Showing Mom you care - for $50 or less
May 6, 2010 at 12:06 a.m.
People plan to spend an average $126.90 on Mom this Mother's Day, up from last year's $123.89, according to a National Retail Federation news release. Overall, holiday spending will ring in at $14.6 billion nationwide. Here's what people are spending some of that money on:
$2.9 billion on brunch and dinner
$2.5 billion on bracelet or earring sets
$1.9 billion on flowers
$1.5 billion on gift certificates
$671 million on cards
Source: National Retail Federation news release Is $50 too rich for your blood? Several websites offer Mother's Day craft ideas and more that won't cost a thing. Ideas include:
A scavenger hunt that leads Mom all around the house, eventually to her gift: the couch, the family and a movie
Coupons for everything from a free dog washing to a garden weeding and breakfast in bed
A free cosmetic counter makeover at the local mall
A personal play list or burned CD with songs she'll like
A day off, with the family taking over cooking, cleaning and laundry duties
Sources: About.com, CashMoneyLife.com, Lifestyle.msn.com
She's schlepped kids to dance classes, tended to boo-boos and bragged about her children's MVP T-ball status, lovingly overlooking the fact that they were always tagged out at first.
She's Mom. And Sunday's the day to thank her for all she's done through the years.
But showing Mom you care doesn't have to break the bank. Here, local professionals offer gift options for $50 or less.
Local spas offer many manicures, facials, massages and hair cuts for less than $50, said Dena Buchhorn, who owns Eden Day Spa.
"Second to Christmas, this is our busiest season for gift card sales," she said, explaining spa gifts are good for the person who has everything. "It gives them a chance to just relax and take care of themselves."
Personalized gifts are nice because they show Mom you were thinking specifically about her, said Tammy Hogan, who manages Things Remembered in the Victoria Mall.
Many musical water globes, bookmarks and even pens can be customized with an engraving, she said.
"You can always find something to fit in the budget," Hogan said.
Sweet treats usually make for good Mother's Day presents, said Annie Vahalik, who owns Cookies by Design, the Original Cookie Bouquet.
Vahalik's shop offers colorful cookies in various shapes, from hearts to tulips and more. It can also customize orders to what Mom's like, such as sports or pets.

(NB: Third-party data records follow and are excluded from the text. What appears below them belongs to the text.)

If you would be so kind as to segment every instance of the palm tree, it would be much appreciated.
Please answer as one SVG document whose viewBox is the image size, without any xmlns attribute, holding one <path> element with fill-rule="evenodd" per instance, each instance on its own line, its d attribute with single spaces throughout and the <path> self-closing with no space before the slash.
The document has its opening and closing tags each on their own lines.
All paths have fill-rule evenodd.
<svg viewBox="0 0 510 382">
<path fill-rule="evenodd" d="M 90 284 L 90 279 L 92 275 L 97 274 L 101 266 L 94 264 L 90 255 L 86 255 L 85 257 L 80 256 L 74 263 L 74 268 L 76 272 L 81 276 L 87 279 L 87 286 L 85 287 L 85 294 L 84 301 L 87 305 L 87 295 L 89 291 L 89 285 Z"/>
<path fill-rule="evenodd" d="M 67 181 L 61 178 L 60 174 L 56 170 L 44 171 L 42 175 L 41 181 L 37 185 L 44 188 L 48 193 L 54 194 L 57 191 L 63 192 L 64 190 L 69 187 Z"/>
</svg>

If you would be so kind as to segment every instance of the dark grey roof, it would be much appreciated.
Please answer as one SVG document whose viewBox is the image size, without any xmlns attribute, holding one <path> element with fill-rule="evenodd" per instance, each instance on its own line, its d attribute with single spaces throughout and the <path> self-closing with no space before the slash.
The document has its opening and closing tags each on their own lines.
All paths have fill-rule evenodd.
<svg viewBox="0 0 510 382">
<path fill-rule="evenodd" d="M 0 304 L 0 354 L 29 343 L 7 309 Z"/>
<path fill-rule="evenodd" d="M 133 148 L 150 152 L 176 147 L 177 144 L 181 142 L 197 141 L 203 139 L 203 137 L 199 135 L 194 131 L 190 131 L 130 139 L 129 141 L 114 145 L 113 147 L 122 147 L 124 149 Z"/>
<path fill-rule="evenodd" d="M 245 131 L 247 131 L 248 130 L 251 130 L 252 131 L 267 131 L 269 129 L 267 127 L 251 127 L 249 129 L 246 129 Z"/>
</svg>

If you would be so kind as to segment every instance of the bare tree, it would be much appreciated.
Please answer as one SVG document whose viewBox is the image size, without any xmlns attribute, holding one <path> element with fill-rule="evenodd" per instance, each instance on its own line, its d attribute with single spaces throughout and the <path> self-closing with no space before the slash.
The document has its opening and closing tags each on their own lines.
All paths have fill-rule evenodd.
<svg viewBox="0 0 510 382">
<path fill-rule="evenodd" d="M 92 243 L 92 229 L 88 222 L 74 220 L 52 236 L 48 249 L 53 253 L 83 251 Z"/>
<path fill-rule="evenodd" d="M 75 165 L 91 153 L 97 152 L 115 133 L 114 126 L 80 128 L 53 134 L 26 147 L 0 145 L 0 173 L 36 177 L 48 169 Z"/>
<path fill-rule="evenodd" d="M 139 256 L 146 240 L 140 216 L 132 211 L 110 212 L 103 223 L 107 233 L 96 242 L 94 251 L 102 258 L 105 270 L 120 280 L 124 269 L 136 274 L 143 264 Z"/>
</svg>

"Most gifts are under $50," she said. "You can spend however much you want, but you can get a real nice gift for less than $50, for sure."
A good read works well for bookish mothers, said Sherita Miller, who owns Maranatha Book Store.
Romance novels, as well as mysteries and suspense-type books are top sellers among women, although many people have gone in recently looking for books on Texas wildflowers, gardening and the like.
Books are good because, typically, the buyer knows Mom is a reader and knows what she's interested in.
"It's a form of entertainment for them," Miller explained.
Fresh-cut flowers or plants often make good gifts, said Holly Weber, store manager for Expressions Floral and Gifts.
The key there is to keep Mom's interests in mind.
Does she like bright flowers or more subdued colors? Or, would she prefer something she could later add to her garden?
Florists often offer more decorative vases, which Mom can keep around the house as artwork, even after the holiday's over.
"We want to make sure it's a gift where it's a really good experience," Weber said. "Something she can enjoy for days to come."
Jewelry, purses, shoes and other accessories typically go over big, said Victoria Gutierrez, a sales associate at Redesign Home Decor & Gifts.
"Mothers know what they like, and they like things that make them feel good," she said. "Pretty things to accentuate their personality."
People can often find new items within the $50 or less guideline but, if the budget is tighter, buying pre-owned items is another option, Gutierrez said.
A home-cooked meal is always a good option for Mom, said Mike Pozzi, who owns Mike Pozzi Catering. It gives a mother a bit of a break.
"She's probably cooked for her kids her whole life," he said. "For them to cook for her, it's a nice gesture."
He suggested firing up the pits and cooking a pork tenderloin, with German potatoes and a green bean medley for sides.
Bacon-wrapped chicken with jalapenos on the grill makes for a good appetizer, he added.
"That goes good with the time of year and nice weather," he said.